4 ways to increase internal collaboration and advance sustainability objectives
Building sustainable businesses requires zooming out and seeing the bigger picture.
This article is part of a series by BSR that will explore how corporate sustainability pros can work across departments on shared goals.
Over the last several weeks, we have been delighted to publish a series of articles to help you and your sustainability team shape your internal collaboration efforts. With this series, we have aimed to provide concrete guidance on pain points, success factors and collaboration potential for a range of functions — from marketing to risk to investor relations to HR. Our findings are based on years of experience helping our member companies build traction for sustainability internally and externally.
This final piece aims to take a step back and look at the big picture. We agree that the era of quick wins for sustainability is over, and that the next phase of work involves building resilient business strategies that take sustainability as their foundation. As we assert in our recent BSR report, "Redefining Sustainable Business: Management for a Rapidly Changing World (PDF)," the ability to drive change in today’s organizations is the single most important skill set for today’s sustainability teams.

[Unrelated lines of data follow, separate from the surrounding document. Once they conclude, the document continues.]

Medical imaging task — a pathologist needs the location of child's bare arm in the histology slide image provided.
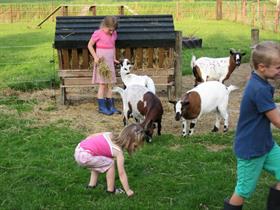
[116,152,134,196]
[88,39,99,63]
[265,108,280,128]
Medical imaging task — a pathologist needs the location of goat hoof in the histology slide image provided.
[212,126,219,132]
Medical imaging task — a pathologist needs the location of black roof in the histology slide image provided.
[54,15,175,49]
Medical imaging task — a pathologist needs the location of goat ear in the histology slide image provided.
[182,101,190,106]
[168,100,177,105]
[229,48,236,55]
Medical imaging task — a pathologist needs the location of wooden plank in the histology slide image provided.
[71,49,79,69]
[158,47,165,68]
[57,50,63,69]
[174,31,182,98]
[147,48,154,68]
[125,48,131,61]
[58,70,92,78]
[61,49,70,69]
[134,47,143,69]
[82,48,89,69]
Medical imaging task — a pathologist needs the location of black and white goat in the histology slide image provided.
[120,58,156,94]
[169,81,238,136]
[113,85,163,142]
[191,49,245,86]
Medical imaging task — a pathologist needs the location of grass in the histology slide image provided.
[0,96,280,210]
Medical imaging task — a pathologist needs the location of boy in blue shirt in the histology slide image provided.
[224,41,280,210]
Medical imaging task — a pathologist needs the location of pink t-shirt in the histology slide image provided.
[91,29,117,49]
[80,133,113,158]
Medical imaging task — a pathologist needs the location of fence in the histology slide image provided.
[0,0,280,33]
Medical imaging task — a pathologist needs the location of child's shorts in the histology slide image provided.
[235,143,280,198]
[74,144,114,173]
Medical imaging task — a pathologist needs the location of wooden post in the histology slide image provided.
[252,4,256,28]
[251,28,259,46]
[62,6,68,16]
[174,31,182,98]
[216,0,223,20]
[10,5,14,23]
[274,8,280,33]
[234,1,237,22]
[241,0,247,18]
[119,5,124,15]
[89,5,96,16]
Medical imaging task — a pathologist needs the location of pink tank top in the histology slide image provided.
[80,132,113,158]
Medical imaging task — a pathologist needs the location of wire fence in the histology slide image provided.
[0,0,280,33]
[0,1,280,90]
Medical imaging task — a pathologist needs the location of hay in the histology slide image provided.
[97,57,112,81]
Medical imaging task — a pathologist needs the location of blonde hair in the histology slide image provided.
[250,41,280,70]
[112,123,146,155]
[100,16,118,30]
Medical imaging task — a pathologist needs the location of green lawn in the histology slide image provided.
[0,99,280,210]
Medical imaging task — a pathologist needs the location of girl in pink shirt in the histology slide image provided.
[74,123,146,196]
[88,16,120,115]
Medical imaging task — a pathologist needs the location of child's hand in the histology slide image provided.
[94,57,100,64]
[126,189,134,197]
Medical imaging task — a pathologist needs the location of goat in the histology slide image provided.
[169,81,238,137]
[120,58,156,94]
[113,85,163,142]
[191,49,246,86]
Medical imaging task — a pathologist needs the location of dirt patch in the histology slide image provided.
[1,64,256,135]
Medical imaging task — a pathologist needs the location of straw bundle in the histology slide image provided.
[97,57,112,80]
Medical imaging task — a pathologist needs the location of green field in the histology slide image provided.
[0,0,280,210]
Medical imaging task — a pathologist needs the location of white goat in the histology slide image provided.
[191,49,245,86]
[113,85,163,141]
[169,81,238,136]
[120,58,156,94]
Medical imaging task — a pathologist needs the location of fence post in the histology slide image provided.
[10,5,13,23]
[62,6,68,16]
[119,5,124,15]
[89,5,96,16]
[251,28,259,46]
[274,8,280,33]
[216,0,223,20]
[175,31,182,98]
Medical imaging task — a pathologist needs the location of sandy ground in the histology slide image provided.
[2,64,272,135]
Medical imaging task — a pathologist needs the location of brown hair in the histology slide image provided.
[100,16,118,30]
[250,41,280,70]
[112,123,146,155]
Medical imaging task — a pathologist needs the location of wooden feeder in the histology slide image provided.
[54,15,182,104]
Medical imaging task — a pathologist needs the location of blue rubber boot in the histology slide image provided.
[107,98,121,114]
[97,98,113,115]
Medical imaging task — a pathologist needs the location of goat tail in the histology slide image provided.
[112,87,124,98]
[227,85,239,94]
[146,77,156,94]
[191,55,196,69]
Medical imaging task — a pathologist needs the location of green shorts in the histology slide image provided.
[235,143,280,198]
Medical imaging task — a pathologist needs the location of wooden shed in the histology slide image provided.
[54,15,182,104]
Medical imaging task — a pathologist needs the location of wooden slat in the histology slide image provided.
[125,48,131,60]
[62,49,70,69]
[158,48,165,68]
[147,48,154,68]
[57,50,63,69]
[82,48,89,69]
[134,48,143,69]
[58,70,92,77]
[71,49,79,69]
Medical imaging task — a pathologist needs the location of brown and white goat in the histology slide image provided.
[191,49,245,86]
[169,81,237,136]
[113,85,163,142]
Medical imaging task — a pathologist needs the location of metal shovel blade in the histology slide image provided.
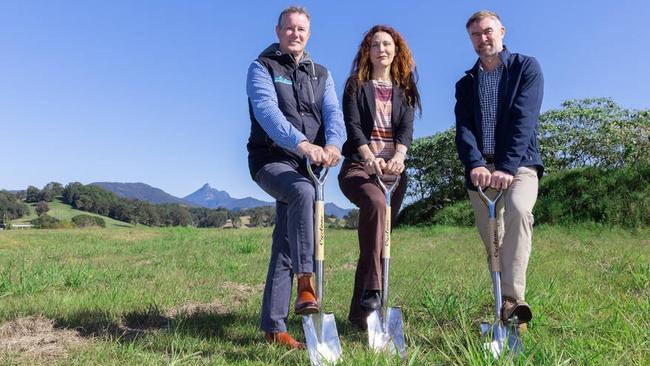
[302,313,341,366]
[481,321,524,358]
[367,307,407,359]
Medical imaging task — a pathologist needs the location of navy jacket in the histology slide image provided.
[246,43,328,178]
[342,78,414,161]
[454,48,544,189]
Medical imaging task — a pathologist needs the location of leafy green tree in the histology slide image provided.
[25,186,41,203]
[540,98,650,172]
[43,182,63,197]
[343,208,359,229]
[35,201,50,216]
[398,98,650,225]
[0,191,29,220]
[31,215,61,229]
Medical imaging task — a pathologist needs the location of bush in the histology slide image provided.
[534,165,650,227]
[31,214,61,229]
[0,191,29,220]
[72,214,106,227]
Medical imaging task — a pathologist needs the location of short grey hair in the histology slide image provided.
[465,10,501,29]
[277,5,311,28]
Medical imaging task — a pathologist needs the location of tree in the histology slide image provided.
[540,98,650,172]
[398,98,650,225]
[36,201,50,216]
[25,186,41,203]
[0,191,29,220]
[43,182,63,197]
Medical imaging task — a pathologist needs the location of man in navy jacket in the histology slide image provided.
[454,11,544,323]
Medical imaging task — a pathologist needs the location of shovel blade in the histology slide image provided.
[367,308,407,359]
[481,321,524,358]
[302,313,341,366]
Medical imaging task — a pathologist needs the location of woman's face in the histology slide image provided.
[370,31,395,69]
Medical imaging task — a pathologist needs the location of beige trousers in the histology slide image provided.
[467,164,539,301]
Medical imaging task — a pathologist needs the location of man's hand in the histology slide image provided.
[384,152,405,175]
[363,157,386,175]
[323,145,341,167]
[469,166,492,189]
[490,170,514,190]
[298,141,329,165]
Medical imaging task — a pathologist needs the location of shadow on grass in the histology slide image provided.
[54,306,262,346]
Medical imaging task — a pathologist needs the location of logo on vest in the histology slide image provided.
[273,76,293,85]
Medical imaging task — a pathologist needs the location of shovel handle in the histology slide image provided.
[305,156,329,261]
[314,201,325,261]
[376,175,400,259]
[381,205,391,259]
[476,186,503,272]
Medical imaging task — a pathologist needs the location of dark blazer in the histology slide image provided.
[454,48,544,189]
[342,78,415,161]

This means that as sustainability professionals, you will need to reimagine your role in four main ways: as the creator of value for companies; as a futurist; as a change agent; and as a coalition-builder. This requires a more deliberate, structured and thoughtful approach to working with other functions. But if you succeed in these four areas, then your sustainability function will thrive as an engine of innovation at a time when innovation is sorely needed.
What do we see as the key success factors for internal collaboration overall?
1. Focus on internal engagement using a materiality principle
The concept of shared value can be used both internally and externally. This means making a deliberate effort to understand the priorities of your colleagues in other functions and focusing on synergies — in other words, using what we are calling an organizational materiality principle.
Once you have used a materiality assessment to identify key priorities for your company, you can use this to design an internal engagement program focused on departments with the most potential influence, collaboration potential and relevant expertise. Applying stakeholder engagement best practice to your cross-functional work is essential. You won’t have the bandwidth to focus on everything, so align with those teams and departments that stand to benefit the most from collaboration and can have the greatest influence over the sustainability agenda.The ethical, sustainable businesses of the future will create and support a culture that empowers their employees and contributes to a more just and sustainable world.
2. Educate your colleagues about sustainability; but don’t forget to learn from them, too
Sustainability teams often see it as their mission to help raise internal awareness on key issues such as climate change and human rights. But if sustainability teams treat this as a one-way education process, they risk being deemed both preachy and insufficiently business-focused to drive change. It is critically important to understand the priorities, goals and success factors of the teams you wish to work with — and this will make you a far more effective and impactful expert resource across the business.
As one of our members told us, "We really saw the role of our team change over time. After years of effort and pushing information out to the business, our brands started to come to us for help and support. That’s how we knew we had gotten it right."
3. Recognize that governance matters, a lot
In 2018, many of the most pressing challenges facing organizations do not fit neatly into the remit of one particular department. At the same time, issues that once would have been dismissed as niche sustainability concerns are keeping the C-suite up at night. Lobbying and tax disclosure involve government affairs and finance, and they are also increasingly sustainability topics. Diversity and inclusion are front and center for your HR team and also high-priority sustainable business issues.
This means that accountability can become diffuse, and careful design of new governance structures is essential. Companies are experimenting with corporate responsibility committees at the board and management level to address these new and emerging challenges. However, care needs to be taken that these solutions do not replicate internal tensions and power imbalances, but instead provide clarity over who is responsible for what. Solid governance is underrated as a change lever, but is necessary to avoid "death by committee" and free up space for innovation and ambition.
4. Understand your corporate culture
Yet governance is not effective in a vacuum. Making a deliberate, considered effort to understand the culture of your organization will make you a much more effective change agent. Team dynamics, incentives and existing programs are all key considerations when driving sustainability and building companies with more coherent values and purpose. Sustainable companies do not just focus on responding to issues, but also on how they work and make decisions.
Ultimately, the ability to successfully collaborate — both inside and outside your company walls — will be essential in your efforts to advance sustainable business in our rapidly changing world. We hope you find these guides useful in this endeavor and would be thrilled to hear from you about your experience applying them.